Facebook has a major problem with the fake news . Its no a secret. Groups and individuals of diverse filiation use the popularity of the social network to spread all kinds of information, some patently false, that reach the eyes of a vast mass of users who do not exercise their critical sense too much. That said, there is a possibility that the next big political scandal based on a fake news is likely even for experts, and deep fakes could be the perfect tool to light the fuse.
This type of montages use artificial intelligence techniques to replace the faces of a video and even synchronize their features with any type of audio, allowing the creation of surprisingly credible videos. Most publicly available applications leave something to be desired, but using good quality material and the right software some videos may require several viewings to determine their authenticity.
The availability of relatively simple tools has made deep fakes a hobby for some users.

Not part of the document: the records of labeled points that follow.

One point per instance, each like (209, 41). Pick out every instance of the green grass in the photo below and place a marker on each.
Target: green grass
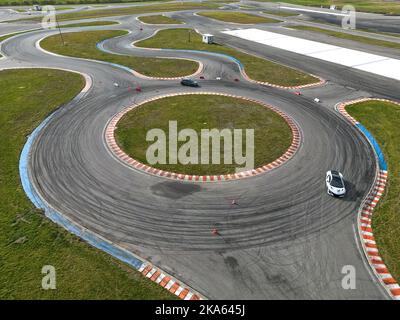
(236, 17)
(272, 135)
(280, 13)
(256, 68)
(383, 121)
(163, 7)
(28, 240)
(83, 45)
(2, 38)
(375, 6)
(159, 19)
(347, 36)
(63, 2)
(89, 24)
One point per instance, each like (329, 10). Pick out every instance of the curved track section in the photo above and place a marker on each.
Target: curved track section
(284, 238)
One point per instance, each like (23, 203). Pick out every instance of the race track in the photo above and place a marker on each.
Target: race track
(285, 238)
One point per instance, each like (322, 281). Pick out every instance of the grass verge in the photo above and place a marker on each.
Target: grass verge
(89, 24)
(159, 19)
(347, 36)
(68, 2)
(160, 7)
(236, 17)
(256, 68)
(28, 240)
(374, 6)
(383, 121)
(83, 45)
(272, 135)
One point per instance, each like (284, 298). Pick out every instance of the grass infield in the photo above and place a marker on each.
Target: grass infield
(382, 119)
(28, 240)
(256, 68)
(375, 6)
(272, 135)
(83, 45)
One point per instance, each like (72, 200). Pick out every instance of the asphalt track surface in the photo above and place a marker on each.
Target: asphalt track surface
(285, 238)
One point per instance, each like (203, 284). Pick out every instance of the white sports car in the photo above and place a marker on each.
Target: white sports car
(335, 183)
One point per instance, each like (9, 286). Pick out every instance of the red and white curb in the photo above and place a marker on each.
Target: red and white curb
(365, 215)
(169, 283)
(242, 68)
(122, 156)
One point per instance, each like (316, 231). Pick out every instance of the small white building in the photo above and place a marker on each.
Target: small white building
(208, 38)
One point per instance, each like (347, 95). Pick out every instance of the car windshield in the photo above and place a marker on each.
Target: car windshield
(336, 182)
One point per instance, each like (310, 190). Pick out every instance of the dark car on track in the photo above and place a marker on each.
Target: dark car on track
(189, 83)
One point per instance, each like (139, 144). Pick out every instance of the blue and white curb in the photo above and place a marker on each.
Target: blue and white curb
(369, 203)
(97, 241)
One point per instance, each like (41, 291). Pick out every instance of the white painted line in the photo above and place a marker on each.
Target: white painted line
(376, 64)
(315, 11)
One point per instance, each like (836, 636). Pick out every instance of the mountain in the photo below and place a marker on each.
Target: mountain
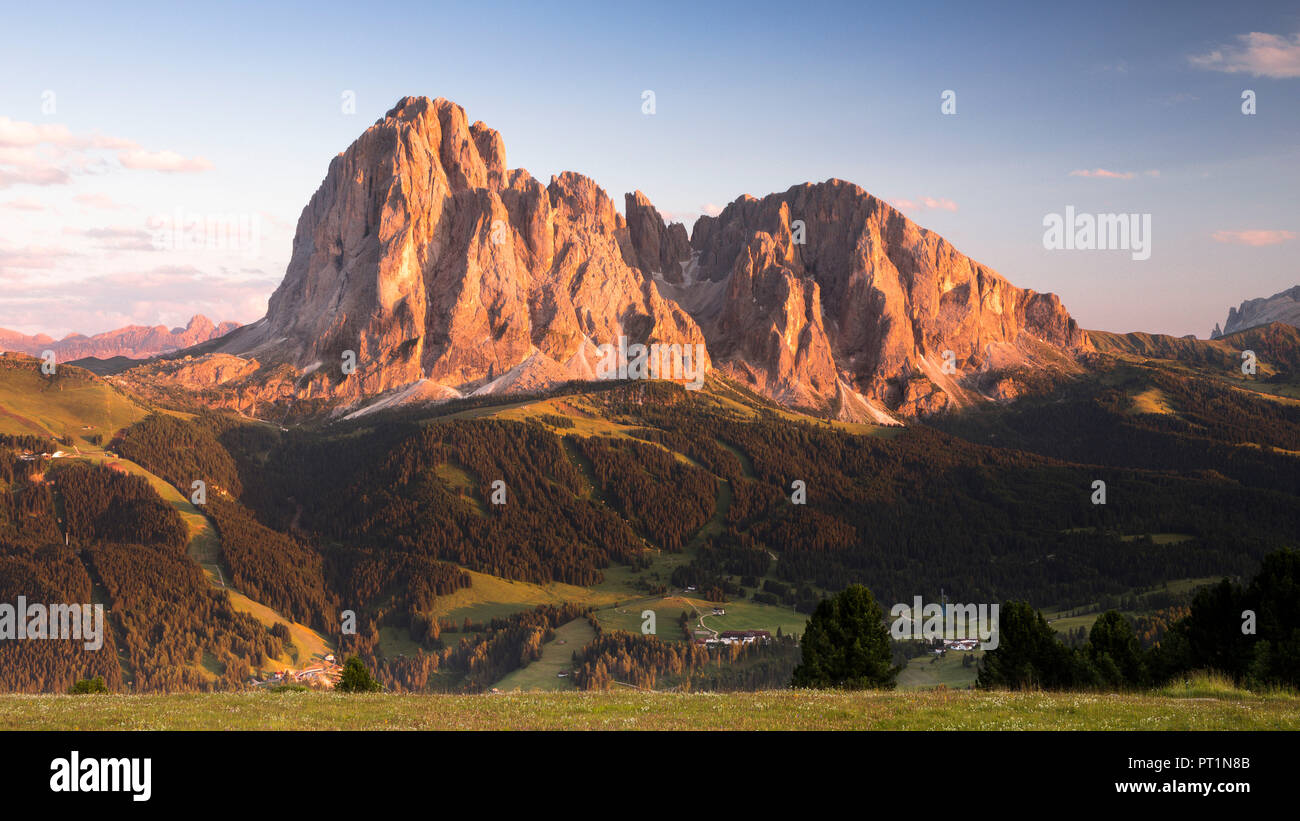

For this reason, and since Facebook is a means of information of first order for millions of people around the world, the social network has expanded its program of checkers to determine the validity of the videos published on the platform. The 27 organizations that collaborate with Facebook to assess the validity of their news may also score videos and static images rated as potentially fraudulent by an automated learning system.
Essentially, Facebook’s artificial intelligence will examine photos and videos until they encounter some kind of suspicious content, which will then be sent to a human team made up of organizations such as Snopes, Politifact or Associated Press. Journalists and fact checkersthey will check their authenticity using visual verification, but also reverse searches and metadata analysis. Receive the human assessment, the artificial intelligence of Facebook will improve the accuracy of your future detections.
The concern for deep fakes began to spread after videos like this created by the University of Washington.
Developing (and training) this artificial intelligence at optimal levels will not be an easy task. Facebook recognizes that right now it is more successful using OCR techniques in videos to detect fraudulent texts inserted in videos that verify the transcription of the audio of a video to verify its authenticity. Making the jump to deep fakes , which can be even more deceptive, will therefore require considerable technical and human effort.